India’s minister of state for power, coal and new and renewable energy, Piyush Goyal, during the Confederation of Indian Industry (CII) Annual Session 2017 in New Delhi, revealed that the Government is planning to make all the cars sold in India by 2030, only electric. This is in line with the Government’s ambitions to make India the first country to go the fully electric mode in cars.
“We are going to introduce electric vehicles in a very big way. We are going to make electric vehicles self-sufficient… The idea is that by 2030, not a single petrol or diesel car should be sold in the country,” Goyal said.
Though he believes the electric car industry will be able to stand on its own without any impetus from the Government and grow strongly, he feels that, the industry might require some push for the first two three years to get the wheels rotating.
“The cost of electric vehicles will start to pay for itself for consumers. We would love to see the electric vehicle industry run on its own,” he said.
The plan, though ambitious, is not an easy one to achieve. In fact, the top 15 cities by sales have atleast 10 lakh cars each which are powered either by petrol or diesel. New Delhi has around 7.35 million cars closely followed by Bangalore at 4.1 million and Chennai at 3.7 million. In the financial year that ended in March 2016, India had bought only 22000 electric vehicles.
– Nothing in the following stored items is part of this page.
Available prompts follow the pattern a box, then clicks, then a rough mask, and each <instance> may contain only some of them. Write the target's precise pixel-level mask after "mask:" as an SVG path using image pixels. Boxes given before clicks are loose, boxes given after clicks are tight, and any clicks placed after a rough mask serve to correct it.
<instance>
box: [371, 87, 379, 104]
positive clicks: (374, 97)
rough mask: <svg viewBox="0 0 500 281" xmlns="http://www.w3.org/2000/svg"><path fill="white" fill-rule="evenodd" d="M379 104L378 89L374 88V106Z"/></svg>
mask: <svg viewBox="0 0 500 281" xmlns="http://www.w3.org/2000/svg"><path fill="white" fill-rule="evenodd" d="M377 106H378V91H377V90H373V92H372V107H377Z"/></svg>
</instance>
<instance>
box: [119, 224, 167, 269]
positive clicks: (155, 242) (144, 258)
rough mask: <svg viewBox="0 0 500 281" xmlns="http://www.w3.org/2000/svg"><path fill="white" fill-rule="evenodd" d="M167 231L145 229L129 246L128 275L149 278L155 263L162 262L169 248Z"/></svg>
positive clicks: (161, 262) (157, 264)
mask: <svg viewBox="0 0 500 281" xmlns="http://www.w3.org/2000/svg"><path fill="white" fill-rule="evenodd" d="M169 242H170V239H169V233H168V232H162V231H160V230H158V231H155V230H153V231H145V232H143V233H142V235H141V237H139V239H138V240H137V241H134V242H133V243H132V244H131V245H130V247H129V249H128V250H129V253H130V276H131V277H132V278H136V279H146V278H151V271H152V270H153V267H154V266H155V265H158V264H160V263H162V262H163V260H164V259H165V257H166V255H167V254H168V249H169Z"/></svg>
While a Year on Year (YoY) comparison will reveal a growth of 37.5 percent, it is still a far cry and constitutes only a fraction of our country’s annual sales. For an ambitious idea of going all electric by 2030, we are completely off course, for now.
Also, to ensure an increase in the adoption rate of electric cars and to to boost the electric vehicles sales, the Government should provide some sort of incentives to both the manufacturers and customers. Currently, only Mahindra, sells its all electric range of cars in India, the e2o and the e2o plus.
We, really hope that, India sees a quicker adoption of the electric cars in the near future.Though we are a bit skeptical about the plan of going all-electric by 2030, the high ambitions set will definitely drive the country towards the goal.